Victime d’une gestion hasardeuse et en proie à une instabilité chronique sur le plan technique, l’équipe est désormais relégable. 14ème avec seulement 18 points à l’issue de la 18ème journée du championnat, la JSK aura besoin d’un miracle pour éviter le purgatoire. Et ce n’est pas fini visiblement.

Sa défaite, samedi dernier à Alger face au Paradou AC (2-0), a révélé au grand jour l’existence d’une véritable entreprise de déstabilisation. Une prise d’otage qui ne dit pas son nom. « Il y a un complot contre nous », lance, à l’issue de ce match, le nouveau président du club, Chérif Mellal, qui s’apprête à entrer dans l’actionnariat de la SPA JSK.

Il ne dit pas qui complote contre lui, mais la situation ressemble à celle vécue par ses prédécesseurs, en l’occurrence Hamid Sadmi et le trio Zouaoui-Madjen-Aït Djoudi. Ils partagent, en tout cas, tous, le même statut : ils ne sont pas actionnaires dans l’équipe et ils étaient obligés de composer avec un groupe qui détient toutes les clés.

Un groupe conduit par le président, Mohammed Chérif Hannachi qui, malgré le fait qu’il a été destitué en septembre dernier, tente de manœuvrer pour revenir par la grande porte.
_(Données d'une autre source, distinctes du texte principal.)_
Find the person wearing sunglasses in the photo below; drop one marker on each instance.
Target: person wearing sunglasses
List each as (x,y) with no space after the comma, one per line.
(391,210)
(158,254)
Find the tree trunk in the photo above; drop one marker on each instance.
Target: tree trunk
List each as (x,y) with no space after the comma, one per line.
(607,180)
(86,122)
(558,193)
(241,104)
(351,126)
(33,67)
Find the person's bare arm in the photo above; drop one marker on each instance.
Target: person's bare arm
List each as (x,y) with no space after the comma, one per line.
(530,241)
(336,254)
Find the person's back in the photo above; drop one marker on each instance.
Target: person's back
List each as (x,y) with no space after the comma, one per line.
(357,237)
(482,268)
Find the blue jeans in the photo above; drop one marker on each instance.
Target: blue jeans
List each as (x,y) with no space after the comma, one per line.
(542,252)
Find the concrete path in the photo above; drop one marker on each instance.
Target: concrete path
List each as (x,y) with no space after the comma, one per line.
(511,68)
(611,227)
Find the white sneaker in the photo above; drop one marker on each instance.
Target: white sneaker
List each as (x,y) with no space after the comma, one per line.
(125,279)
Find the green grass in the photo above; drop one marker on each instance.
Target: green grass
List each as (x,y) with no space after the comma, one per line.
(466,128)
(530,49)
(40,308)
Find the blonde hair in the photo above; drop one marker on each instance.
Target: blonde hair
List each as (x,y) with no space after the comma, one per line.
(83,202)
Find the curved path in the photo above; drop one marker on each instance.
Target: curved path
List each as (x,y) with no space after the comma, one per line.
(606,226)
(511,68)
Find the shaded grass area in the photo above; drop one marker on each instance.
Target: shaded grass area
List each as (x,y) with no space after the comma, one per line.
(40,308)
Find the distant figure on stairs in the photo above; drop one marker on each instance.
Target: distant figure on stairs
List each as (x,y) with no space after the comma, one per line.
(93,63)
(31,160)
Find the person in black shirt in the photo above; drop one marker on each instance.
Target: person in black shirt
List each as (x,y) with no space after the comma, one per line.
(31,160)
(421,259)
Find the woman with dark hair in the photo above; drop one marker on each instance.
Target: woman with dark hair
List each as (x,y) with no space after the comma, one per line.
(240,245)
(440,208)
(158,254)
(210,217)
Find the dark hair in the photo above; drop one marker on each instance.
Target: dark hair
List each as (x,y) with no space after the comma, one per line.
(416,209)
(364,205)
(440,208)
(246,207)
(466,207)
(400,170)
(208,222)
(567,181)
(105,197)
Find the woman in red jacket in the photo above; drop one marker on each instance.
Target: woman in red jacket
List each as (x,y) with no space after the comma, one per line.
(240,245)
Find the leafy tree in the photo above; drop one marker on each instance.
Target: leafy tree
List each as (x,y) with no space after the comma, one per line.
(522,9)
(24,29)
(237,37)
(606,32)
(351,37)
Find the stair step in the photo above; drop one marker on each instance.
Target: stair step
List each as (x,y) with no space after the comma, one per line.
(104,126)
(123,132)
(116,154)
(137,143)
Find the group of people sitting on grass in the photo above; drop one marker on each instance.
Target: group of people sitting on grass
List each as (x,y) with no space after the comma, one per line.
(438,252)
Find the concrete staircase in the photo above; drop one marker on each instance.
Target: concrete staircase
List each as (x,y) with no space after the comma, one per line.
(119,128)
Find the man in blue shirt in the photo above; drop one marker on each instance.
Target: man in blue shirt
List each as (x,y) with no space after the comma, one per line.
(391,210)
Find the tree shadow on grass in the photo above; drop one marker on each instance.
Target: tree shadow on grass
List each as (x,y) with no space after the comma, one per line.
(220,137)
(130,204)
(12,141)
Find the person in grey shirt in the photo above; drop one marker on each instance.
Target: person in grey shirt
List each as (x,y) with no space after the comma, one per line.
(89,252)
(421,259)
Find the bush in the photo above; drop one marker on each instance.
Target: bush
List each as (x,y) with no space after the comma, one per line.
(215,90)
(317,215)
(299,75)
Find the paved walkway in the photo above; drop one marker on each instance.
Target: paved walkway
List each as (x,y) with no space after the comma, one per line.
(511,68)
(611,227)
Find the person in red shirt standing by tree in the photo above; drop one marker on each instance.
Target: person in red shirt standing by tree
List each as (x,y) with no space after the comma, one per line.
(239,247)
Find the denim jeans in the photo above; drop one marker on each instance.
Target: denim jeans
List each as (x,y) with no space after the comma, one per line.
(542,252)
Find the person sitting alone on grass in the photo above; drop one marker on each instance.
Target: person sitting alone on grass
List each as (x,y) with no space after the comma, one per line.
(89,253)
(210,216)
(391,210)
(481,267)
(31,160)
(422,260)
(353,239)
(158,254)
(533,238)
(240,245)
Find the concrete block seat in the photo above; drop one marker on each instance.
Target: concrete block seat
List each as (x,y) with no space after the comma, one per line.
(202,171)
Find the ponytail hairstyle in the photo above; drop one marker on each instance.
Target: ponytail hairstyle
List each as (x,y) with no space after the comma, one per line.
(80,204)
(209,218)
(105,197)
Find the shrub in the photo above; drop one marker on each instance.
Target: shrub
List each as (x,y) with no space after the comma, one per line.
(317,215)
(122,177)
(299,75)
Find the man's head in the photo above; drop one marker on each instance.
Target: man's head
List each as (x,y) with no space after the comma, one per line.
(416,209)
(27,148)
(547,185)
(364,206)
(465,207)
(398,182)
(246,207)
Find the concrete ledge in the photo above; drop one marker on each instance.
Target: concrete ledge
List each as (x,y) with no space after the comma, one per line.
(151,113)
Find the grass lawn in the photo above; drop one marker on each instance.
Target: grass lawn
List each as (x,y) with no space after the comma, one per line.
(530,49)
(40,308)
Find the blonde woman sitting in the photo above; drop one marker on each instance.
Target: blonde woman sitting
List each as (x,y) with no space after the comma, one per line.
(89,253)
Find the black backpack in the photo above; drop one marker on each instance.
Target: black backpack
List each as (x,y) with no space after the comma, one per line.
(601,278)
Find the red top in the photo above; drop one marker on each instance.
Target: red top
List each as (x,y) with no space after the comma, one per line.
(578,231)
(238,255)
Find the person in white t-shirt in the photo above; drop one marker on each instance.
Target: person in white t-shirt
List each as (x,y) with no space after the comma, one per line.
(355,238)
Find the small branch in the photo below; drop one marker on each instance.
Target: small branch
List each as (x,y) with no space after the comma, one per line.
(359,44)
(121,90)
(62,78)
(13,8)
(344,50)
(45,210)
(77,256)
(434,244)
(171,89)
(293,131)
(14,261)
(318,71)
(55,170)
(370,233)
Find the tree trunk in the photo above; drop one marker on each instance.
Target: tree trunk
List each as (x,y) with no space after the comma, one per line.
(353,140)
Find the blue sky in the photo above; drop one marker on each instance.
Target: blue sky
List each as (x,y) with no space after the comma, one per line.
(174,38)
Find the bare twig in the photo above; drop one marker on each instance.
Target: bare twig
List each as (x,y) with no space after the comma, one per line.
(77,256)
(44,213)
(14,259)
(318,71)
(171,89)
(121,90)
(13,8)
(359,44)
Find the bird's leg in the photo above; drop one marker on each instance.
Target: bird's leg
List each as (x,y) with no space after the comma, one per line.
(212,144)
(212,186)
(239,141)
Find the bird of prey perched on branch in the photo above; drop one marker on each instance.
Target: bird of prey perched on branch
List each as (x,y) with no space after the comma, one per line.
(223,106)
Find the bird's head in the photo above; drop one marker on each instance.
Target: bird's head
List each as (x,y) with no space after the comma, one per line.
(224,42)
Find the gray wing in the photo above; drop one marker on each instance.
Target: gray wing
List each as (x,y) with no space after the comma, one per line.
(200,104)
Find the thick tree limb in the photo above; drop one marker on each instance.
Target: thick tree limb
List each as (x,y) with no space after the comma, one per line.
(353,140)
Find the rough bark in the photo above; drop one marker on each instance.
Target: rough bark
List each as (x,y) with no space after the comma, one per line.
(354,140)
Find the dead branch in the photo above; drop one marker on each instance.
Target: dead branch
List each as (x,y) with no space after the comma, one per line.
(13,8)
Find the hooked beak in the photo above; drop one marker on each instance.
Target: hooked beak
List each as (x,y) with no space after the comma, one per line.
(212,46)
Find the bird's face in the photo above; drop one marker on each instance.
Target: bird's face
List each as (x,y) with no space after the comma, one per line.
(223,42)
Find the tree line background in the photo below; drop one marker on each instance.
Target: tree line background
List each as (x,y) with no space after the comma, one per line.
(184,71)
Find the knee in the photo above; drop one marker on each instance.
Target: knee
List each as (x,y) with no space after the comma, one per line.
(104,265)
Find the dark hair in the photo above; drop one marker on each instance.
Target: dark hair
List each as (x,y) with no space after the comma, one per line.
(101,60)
Responsable, au même titre que les autres actionnaires, qu’il a lui-même choisi, de la situation actuelle du club, l’homme tente de revenir en catimini, quitte à mettre l’équipe en danger.

Ne devrait-il pas rendre des comptes de son recrutement- c’est lui qui a recruté les joueurs actuels- et de la situation de faillite dans laquelle il a mis l’équipe ? Qui prendra les choses en main pour redresser la situation avant qu’il ne soit trop tard ?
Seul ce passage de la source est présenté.